Menutup pembahasan zakat uang ini, Yusuf Al Qardhawi mengingatkan kembali bahwa setiap uang milik penuh yang sudah sampai senisab, bebas dari hutang, dan merupakan kelebihan dari kebutuhan pokok, maka wajiblah zakatnya 2.5 persen, yaitu sekali dalam setahun. Mengenai kapan harus dikeluarkan, apakah di awal atau akhir tahun atau pada saat diterima, Insya Allah akan dibahas dalam pembahasan “zakat pencarian/profesi”.

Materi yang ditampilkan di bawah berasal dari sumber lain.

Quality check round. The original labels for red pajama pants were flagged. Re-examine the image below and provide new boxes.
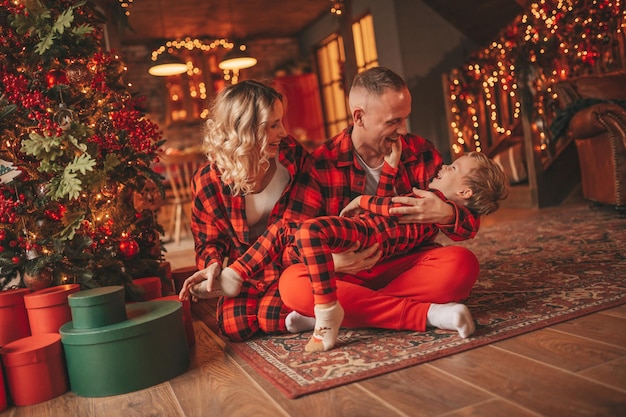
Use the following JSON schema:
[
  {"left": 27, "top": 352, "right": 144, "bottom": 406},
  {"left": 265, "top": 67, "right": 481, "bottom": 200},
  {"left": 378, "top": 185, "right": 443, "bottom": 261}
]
[
  {"left": 278, "top": 246, "right": 479, "bottom": 331},
  {"left": 231, "top": 216, "right": 478, "bottom": 331}
]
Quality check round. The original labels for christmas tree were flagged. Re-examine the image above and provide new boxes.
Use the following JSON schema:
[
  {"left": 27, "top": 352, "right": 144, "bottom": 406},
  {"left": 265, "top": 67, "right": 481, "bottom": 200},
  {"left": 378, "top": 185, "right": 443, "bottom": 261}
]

II. Zakat Emas dan Perak yang Non Uang

Manusia sering menggunakan emas dan perak selain untuk perhiasan yang diperbolehkan oleh syara’ juga untuk perhiasan yang tidak diperbolehkan. Perhiasan yang dihalalkan adalah untuk kaum wanita dalam batas yang tidak berlebihan, dan juga perak untuk pria. Adapun banyak penggunaan emas dan perak di kalangan masyarakat yang tidak dibenarkan oleh syara’ yaitu berupa barang seperti; bejana-bejana, patung dan benda seni lainnya,, dan lain-lain., yang pada hakekatnya emas dan perak tersebut adalah berupa simpanan yang tidak beredar di kalangan masyarakat.

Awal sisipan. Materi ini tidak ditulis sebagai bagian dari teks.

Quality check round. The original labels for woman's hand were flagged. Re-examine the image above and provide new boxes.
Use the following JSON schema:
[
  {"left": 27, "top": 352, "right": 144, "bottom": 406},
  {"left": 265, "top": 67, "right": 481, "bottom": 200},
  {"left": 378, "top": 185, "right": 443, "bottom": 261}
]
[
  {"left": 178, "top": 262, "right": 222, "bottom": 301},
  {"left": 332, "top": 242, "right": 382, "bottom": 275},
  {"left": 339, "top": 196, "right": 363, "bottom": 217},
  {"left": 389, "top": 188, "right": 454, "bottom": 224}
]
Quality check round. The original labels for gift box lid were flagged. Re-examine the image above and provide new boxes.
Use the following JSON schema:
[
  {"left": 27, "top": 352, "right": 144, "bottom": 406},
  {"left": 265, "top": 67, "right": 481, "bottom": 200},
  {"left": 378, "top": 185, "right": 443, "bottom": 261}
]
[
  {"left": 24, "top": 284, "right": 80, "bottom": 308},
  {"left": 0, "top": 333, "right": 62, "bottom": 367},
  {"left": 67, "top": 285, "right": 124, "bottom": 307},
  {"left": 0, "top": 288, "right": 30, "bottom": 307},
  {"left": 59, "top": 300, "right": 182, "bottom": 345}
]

Perhiasan yang tidak wajib dizakati adalah perhiasan yang dipakai dan dimanfaatkan. Adapun yang dijadikan sebagai benda simpanan, maka hal itu wajib dizakati. Karena pada hakekatnya simpanan emas dan perak ini mempunyai potensi untuk dikembangkan (lihat lagi posting syarat harta yang wajib zakat).

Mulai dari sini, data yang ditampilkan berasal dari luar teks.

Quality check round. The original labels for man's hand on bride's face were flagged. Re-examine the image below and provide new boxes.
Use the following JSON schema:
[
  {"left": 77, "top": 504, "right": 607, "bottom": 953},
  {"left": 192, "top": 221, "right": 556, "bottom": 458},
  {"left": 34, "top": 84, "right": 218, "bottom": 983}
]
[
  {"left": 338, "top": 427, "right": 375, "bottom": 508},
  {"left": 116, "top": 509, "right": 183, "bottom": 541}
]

Setelah menempuh analisis yang panjang, maka untuk mudahnya saya sampaikan saja kesimpulan yang ditarik Yusuf Al Qardhawi untuk masalah ini :

  1. Kekayaan dari emas dan perak yang digunakan sebagai simpanan adalah wajib dikeluarkan zakatnya.
  2. Jika kekayaan emas dan perak tersebut untuk dipakai seseorang, maka hukumnya dilihat pada macam penggunaannya; jika penggunaannya bersifat haram seperti untuk bejana-bejana emas atau perak, patung-patung maka wajib dikeluarkan zakatnya.
  3. Diantara pemakaian perhiasan yang diharamkan adalah yang ada unsur berlebih-lebihan dan menyolok oleh seorang perempuan.
  4. Jika perhiasan tersebut digunakan untuk hal yang mubah seperti perhiasan perempuan yang tidak berlebih-lebihan, serta cincin perak untuk laki-laki, maka tidak wajib dikeluarkan zakatnya, karena perhiasan tersebut merupakan harta yang tidak berkembang (tidak memenuhi syarat harta yang wajib zakat), dan juga merupakan salah satu di antara kebutuhan-kebutuhan manusia.
  5. Tidak ada perbedaan antara perhiasan mubah tersebut dimiliki oleh seseorang untuk dipakainya sendiri atau dipinjamkan kepada orang lain.
  6. Yang wajib dizakati dari perhiasan yang tidak dibenarkan syara’ (bejana, patung, dan lain-lain.) adalah sebesar ukuran mata uang dan dikeluarkan zakatnya sebanyak 2.5 % setiap tahun dengan hartanya yang lain jika memiliki.
  7. Hal ini dengan syarat telah mencapai nisab atau bersama dengan hartanya yang lain memenuhi nisab, yaitu 85 gram emas, yaitu nilainya dan bukan ukurannya (Perhatian : Nilai dan Ukuran itu berbeda, sekedar contoh nih, sebuah patung emas atau perak bisa mempunyai nilai jual berlipat-lipat dari harga emas/perak bahan baku pembuatannya).